Yeap, I have these lines in my config and my build is broken. Log says

postfix/smtpd[2050092]: fatal: no SASL authentication mechanisms

all the time.

Do you have the TLS certificates in place?

Also, would you mind sharing the Ubuntu and package versions you are using to follow this guide? This would help us reproduce your case to check if there are any issues with the guide and help figuring out what the current issue is.

As mentioned in comment 11: Install and configure Postfix - #11 by sdeziel1. smtpd_sasl_security_options and smtpd_sasl_tls_security_options should be left untouched as otherwise you run into issues. Only setting smtpd_tls_auth_only = yes is simpler and safer IMHO.

Issue description

When using telnet 127.0.0.1 25, postfix will apply smtpd_sasl_security_options = noanonymous,noplaintext meaning that it will filter out PLAIN and LOGIN as they are are plain text mechanisms.
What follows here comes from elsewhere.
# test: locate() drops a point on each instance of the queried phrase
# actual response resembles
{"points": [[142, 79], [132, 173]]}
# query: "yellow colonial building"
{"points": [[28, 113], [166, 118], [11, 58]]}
Since dovecot was told to only enable those 2 (see auth_mechanisms), you have no other SASL mechanism to use… hence the fatal: no SASL authentication mechanisms.

If however you connect with openssl s_client -connect 127.0.0.1:25 -starttls smtp you should see that PLAIN and LOGIN are both permitted because now you have an encrypted connection to the MTA so smtpd_sasl_tls_security_options = noanonymous applies. Since PLAIN and LOGIN are not annonymous, postfix doesn’t filter out any mechanism.

The noplaintext directive can be confusing because it sounds like something we want to prevent leaking credentials in plain text. However, PLAIN and LOGIN are meant to be used on top of TLS meaning there is no actual plain text on the wire.

Best current practices

I think the guide would need to be refreshed to follow best current practices. SASL auth should not be enabled on TCP/25, only on TCP/465 and TCP/587. It is best to leave port 25 for MTA to MTA (server to server) communication with opportunistic TLS and have users hit the smtps(TCP/465)/submission (TCP/587) ports where both TLS and authentication (SASL) are mandatory. Unfortunately, I don’t have time to do a rewrite

I guess that was the case. Once I commented some of the smtpd_sasl options the error disappeared. If I understand correctly these few options are tightly connected to builtin Postfix SASL which disabled in my case in favour of Dovecot.

Postfix doesn’t implement SASL itself, it relies on Cyrus or Dovecot to do so. However, Postfix can filter out some mechanisms which is what smtpd_sasl_security_options and smtpd_sasl_tls_security_options are for.

smtpd_tls_auth_only = yes means that Postfix will propose SASL only when TLS is used by the client. In such case, plain text mechanisms are considered safe to use.